Nach dem Urteil des Bundesgerichtshofes vom 19. Januar 2011 (IV ZR 7/10) sowie der Rechtsprechung zum sog. Behindertentestament kann ein Erblasser die Gestaltung des Vermögensübergangs im Falle seines Todes so vornehmen, dass sein behindertes Kind Vorteile aus dem Nachlassvermögen erhält, ohne dass der Sozialhilfeträger darauf zugreifen kann bzw. eine Anrechnung auf die dem Kind zu gewährenden staatlichen Leistungen erfolgt. Nach dieser gefestigten Rechtsprechung (BGH, Beschluss vom 01. Februar 2017 – XII ZB 299/15) sind Verfügungen von Todes wegen, in denen Eltern eines behinderten Kindes die Nachlassverteilung durch eine kombinierte Anordnung von Vor- und Nacherbschaft sowie einer – mit konkreten Verwaltungsanweisungen versehenen – Dauertestamentsvollstreckung so gestalten, dass das Kind zwar Vorteile aus dem Nachlassvermögen erhält, der Sozialhilfeträger auf dieses jedoch nicht zugreifen kann, grundsätzlich nicht sittenwidrig, sondern vielmehr Ausdruck der sittlich anzuerkennenden Sorge für das Wohl des Kindes über den Tod der Eltern hinaus.

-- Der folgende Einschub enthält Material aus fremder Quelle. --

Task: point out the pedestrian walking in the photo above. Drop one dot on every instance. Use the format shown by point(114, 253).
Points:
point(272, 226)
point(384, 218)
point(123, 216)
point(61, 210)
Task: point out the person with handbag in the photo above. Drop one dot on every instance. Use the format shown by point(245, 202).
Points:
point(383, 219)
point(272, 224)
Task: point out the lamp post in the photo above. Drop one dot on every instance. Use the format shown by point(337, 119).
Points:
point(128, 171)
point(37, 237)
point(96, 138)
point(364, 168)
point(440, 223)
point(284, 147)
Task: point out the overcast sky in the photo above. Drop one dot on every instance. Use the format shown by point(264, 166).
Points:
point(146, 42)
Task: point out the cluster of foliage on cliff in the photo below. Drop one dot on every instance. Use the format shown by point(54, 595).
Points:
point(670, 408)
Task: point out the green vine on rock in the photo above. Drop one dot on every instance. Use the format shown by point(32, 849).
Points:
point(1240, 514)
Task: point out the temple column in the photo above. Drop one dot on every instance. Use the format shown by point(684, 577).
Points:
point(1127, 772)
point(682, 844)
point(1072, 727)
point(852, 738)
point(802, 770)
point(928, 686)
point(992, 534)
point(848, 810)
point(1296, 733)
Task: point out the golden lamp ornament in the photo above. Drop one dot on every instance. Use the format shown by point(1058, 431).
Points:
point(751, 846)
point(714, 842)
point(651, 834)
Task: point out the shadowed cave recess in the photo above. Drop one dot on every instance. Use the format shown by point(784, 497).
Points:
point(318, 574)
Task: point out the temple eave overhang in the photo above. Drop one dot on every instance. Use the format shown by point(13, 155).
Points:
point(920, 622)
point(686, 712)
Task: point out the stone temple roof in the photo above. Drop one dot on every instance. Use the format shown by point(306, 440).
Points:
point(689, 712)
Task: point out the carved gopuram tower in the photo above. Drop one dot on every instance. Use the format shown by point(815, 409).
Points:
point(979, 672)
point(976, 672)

Dem entspricht, dass vom Erben grundsätzlich alle im Erbrecht vom Gesetz bereitgestellten Gestaltungsinstrumente ausgeschöpft werden können (BGH, Urteil vom 19. Januar 2011 – IV ZR 7/10). Dazu gehören auch die die Ausschlagung der Erbschaft. Dem Erben steht spiegelbildlich als sog. „negative Erbfreiheit“ das Recht zu, erbrechtliche Zuwendungen abzulehnen. Die Betroffene kann daher als Erbin entscheiden, ob sie die Erbschaft, die ihr nach §§ 1922, 1942 BGB unmittelbar anfällt, erhalten möchte.
Dem stehen keine übergeordneten Wertungen entgegen
Hier kann auch nicht festgestellt werden, dass gegen übergeordnete Wertungen verstoßen wird. Ein solcher Verstoß kann nicht in der weiteren Bezugsmöglichkeit öffentliche Leistungen gesehen werden, weil die Bedürftigkeit der Betroffenen durch die Ausschlagung der Erbschaft befristet aufrechterhalten wird. Der Bundesgerichtshof lehne eine damit verbundene Einschränkung der Privatautonomie unter Berücksichtigung des Nachrangrundsatzes in der Sozialhilfe wie unter Beachtung des Subsidiaritätsprinzips zu Recht ab. Zu beachten sei allerdings, dass der sozialrechtliche Nachranggrundsatz zwar nicht zur Sittenwidrigkeit der Ausschlagung der Erbschaft führen kann, der Verzicht auf eine Erwerbsquelle aber sozialrechtlich sanktioniert werden kann.